A certificate that is already valid for more than 30 days is left untouched.

Storage layout

<certs_dir>/
├── account_credentials.json     # ACME account private key (mode 0600)
├── app.example.com/
│   ├── cert.pem                 # Leaf cert + chain
│   └── key.pem                  # Private key (mode 0600)
└── api.example.com/
    ├── cert.pem
    └── key.pem
  • One subdirectory per hostname.
  • Filenames are fixed: cert.pem (full chain) and key.pem.
  • Persisting certs_dir across restarts is what avoids re-issuing certs at every boot. Always mount it on a volume in production — Let's Encrypt enforces rate limits on new orders.

Production checklist

  1. Set staging: false.
  2. Set a real email.
  3. Mount certs_dir on a persistent volume.
  4. Open inbound TCP port 80 — required for HTTP-01 challenges to reach Sōzune.
  5. Make sure DNS for every TLS-enabled hostname resolves to the Sōzune host.

Existing certificates at startup

When Sōzune starts, it scans certs_dir and loads every cert that is not expired. Each loaded cert is pushed to Sōzu so traffic can be served immediately, before the renewal loop runs.

If a cert is expired, it is skipped. The renewal loop will issue a new one shortly after.

Hostname validation

Every TLS hostname is validated before it's used as a directory name. Names containing /, \, null bytes, .., or equal to . / .. are rejected with a warning. This prevents an adversarial label from writing outside certs_dir.

Limitations

  • HTTP-01 only. No DNS-01. Wildcards (*.example.com) cannot be issued by Let's Encrypt with HTTP-01 — they require DNS-01. A wildcard hostname declared with tls=true will fail to provision.
  • Let's Encrypt only. The ACME directory URL is hardcoded. No support for custom ACME providers (ZeroSSL, Buypass, internal CA, Pebble for testing).
  • No manual certificate path. You cannot inject a cert managed externally (purchased, self-signed, internal PKI). ACME is the only source.
  • No EAB. No External Account Binding — incompatible with ACME providers that require it.
  • Single account. One ACME account is used for all certificates, stored at certs_dir/account_credentials.json.
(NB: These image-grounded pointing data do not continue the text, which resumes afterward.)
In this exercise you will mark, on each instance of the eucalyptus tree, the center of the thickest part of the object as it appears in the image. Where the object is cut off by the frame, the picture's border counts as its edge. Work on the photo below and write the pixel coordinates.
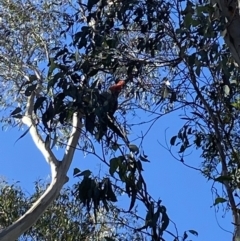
(167, 55)
(66, 218)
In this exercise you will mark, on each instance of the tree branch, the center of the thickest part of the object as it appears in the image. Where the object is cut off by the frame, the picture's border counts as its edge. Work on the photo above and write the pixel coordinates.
(58, 172)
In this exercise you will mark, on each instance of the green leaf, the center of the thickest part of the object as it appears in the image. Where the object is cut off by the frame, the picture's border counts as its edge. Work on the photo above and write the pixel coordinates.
(133, 148)
(223, 179)
(173, 140)
(109, 239)
(54, 140)
(30, 89)
(114, 164)
(52, 67)
(193, 232)
(47, 141)
(226, 90)
(16, 111)
(38, 103)
(142, 158)
(219, 200)
(23, 134)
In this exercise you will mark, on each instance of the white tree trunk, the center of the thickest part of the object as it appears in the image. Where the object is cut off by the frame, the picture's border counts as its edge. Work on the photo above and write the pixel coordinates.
(59, 171)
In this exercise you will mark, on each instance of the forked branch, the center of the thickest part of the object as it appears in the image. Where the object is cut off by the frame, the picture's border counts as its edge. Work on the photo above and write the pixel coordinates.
(59, 171)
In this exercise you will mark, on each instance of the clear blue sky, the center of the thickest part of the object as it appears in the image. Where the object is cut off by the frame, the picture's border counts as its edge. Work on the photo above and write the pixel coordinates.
(185, 193)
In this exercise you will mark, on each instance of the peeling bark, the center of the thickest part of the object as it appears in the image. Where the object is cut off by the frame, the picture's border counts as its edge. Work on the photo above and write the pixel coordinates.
(230, 10)
(58, 171)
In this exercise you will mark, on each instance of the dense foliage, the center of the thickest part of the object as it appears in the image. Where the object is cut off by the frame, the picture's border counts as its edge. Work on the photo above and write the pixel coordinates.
(171, 57)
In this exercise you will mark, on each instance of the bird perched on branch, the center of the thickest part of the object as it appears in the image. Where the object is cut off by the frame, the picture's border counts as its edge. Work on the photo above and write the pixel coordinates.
(110, 105)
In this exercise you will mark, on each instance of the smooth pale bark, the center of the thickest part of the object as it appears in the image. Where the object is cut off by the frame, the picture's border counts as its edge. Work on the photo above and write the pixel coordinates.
(59, 171)
(230, 10)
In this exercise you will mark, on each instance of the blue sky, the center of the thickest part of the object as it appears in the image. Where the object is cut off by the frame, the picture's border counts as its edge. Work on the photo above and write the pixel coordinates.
(185, 193)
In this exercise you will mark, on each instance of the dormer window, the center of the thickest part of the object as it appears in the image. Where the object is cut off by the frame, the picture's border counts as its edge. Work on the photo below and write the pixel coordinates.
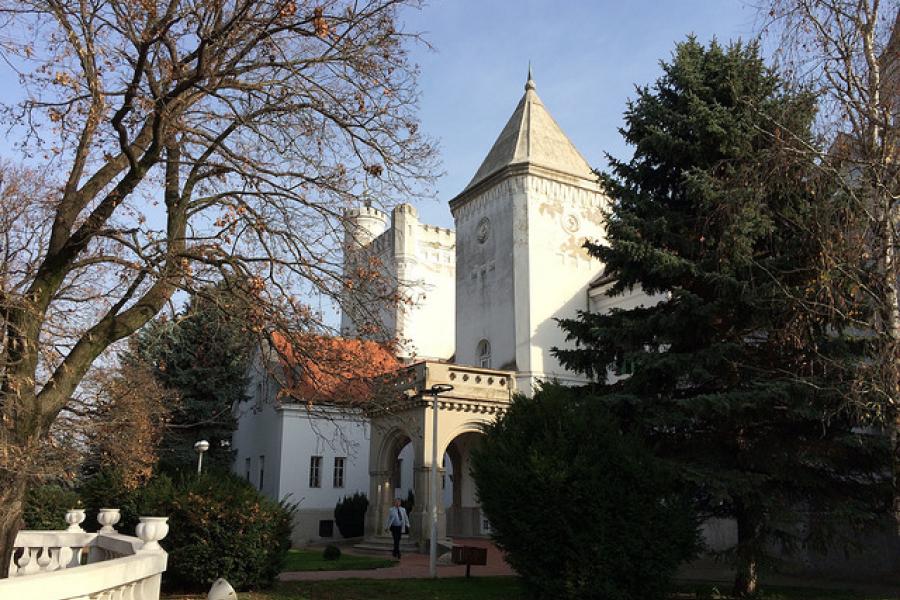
(484, 354)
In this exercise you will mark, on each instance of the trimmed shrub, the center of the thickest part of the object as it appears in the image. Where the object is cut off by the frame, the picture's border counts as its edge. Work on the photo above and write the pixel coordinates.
(350, 515)
(106, 489)
(46, 506)
(221, 526)
(582, 510)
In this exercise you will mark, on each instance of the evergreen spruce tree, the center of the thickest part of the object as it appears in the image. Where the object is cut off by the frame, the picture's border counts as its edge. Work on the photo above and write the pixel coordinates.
(729, 383)
(203, 355)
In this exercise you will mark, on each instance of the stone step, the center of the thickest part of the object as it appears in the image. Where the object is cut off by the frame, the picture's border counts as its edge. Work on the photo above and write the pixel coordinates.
(385, 545)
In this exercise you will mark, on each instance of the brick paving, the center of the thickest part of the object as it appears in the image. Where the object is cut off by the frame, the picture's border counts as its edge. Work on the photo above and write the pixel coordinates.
(413, 566)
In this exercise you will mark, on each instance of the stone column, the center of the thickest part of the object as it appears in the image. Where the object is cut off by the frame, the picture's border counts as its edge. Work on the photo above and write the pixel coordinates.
(420, 520)
(380, 497)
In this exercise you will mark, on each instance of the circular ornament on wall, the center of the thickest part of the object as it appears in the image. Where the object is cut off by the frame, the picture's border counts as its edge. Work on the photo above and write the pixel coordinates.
(571, 223)
(483, 230)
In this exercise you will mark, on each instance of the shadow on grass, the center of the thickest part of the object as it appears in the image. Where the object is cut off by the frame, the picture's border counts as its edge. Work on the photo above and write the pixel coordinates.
(498, 588)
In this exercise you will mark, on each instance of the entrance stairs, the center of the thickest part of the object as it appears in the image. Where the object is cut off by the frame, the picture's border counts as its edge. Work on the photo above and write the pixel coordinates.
(384, 544)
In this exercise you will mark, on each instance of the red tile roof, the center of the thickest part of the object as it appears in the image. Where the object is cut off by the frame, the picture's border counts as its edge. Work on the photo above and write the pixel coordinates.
(332, 370)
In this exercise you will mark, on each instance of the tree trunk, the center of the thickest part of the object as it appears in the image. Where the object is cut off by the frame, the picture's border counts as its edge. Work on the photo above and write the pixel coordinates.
(746, 578)
(12, 499)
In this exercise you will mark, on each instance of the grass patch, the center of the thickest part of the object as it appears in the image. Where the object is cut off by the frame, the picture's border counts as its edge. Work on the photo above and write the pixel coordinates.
(496, 588)
(311, 560)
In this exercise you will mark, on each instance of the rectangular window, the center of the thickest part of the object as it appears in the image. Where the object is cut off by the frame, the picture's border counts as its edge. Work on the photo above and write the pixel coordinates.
(326, 528)
(262, 470)
(315, 471)
(339, 462)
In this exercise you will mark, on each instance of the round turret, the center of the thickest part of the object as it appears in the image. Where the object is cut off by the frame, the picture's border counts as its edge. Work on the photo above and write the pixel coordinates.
(362, 225)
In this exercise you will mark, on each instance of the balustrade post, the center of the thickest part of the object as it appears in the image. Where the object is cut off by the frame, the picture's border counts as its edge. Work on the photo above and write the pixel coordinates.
(75, 517)
(108, 517)
(151, 530)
If the file is corrupt, Sōzune creates a new account on the next start.

Troubleshooting

Certificate not issued, no error logged. Check that acme.enabled: true. With it off, tls=true is silently a no-op.

HTTP-01 challenge fails. The challenge is served on 127.0.0.1:<challenge_port> and routed by Sōzu through the public HTTP listener (port 80 by default). Make sure:

  • Port 80 is open and reachable from the public Internet.
  • DNS resolves to the Sōzune host.
  • No other software is listening on challenge_port on the same host.

Order still pending after 30 retries. The CA didn't validate the challenge in 2.5 minutes. Almost always a network/DNS issue — Let's Encrypt couldn't reach http://<your-host>/.well-known/acme-challenge/<token>.

Loaded existing certificate for X then a new request appears. Sōzune found the cert on disk but the renewal logic decided it needs renewal (less than 30 days remaining). Expected.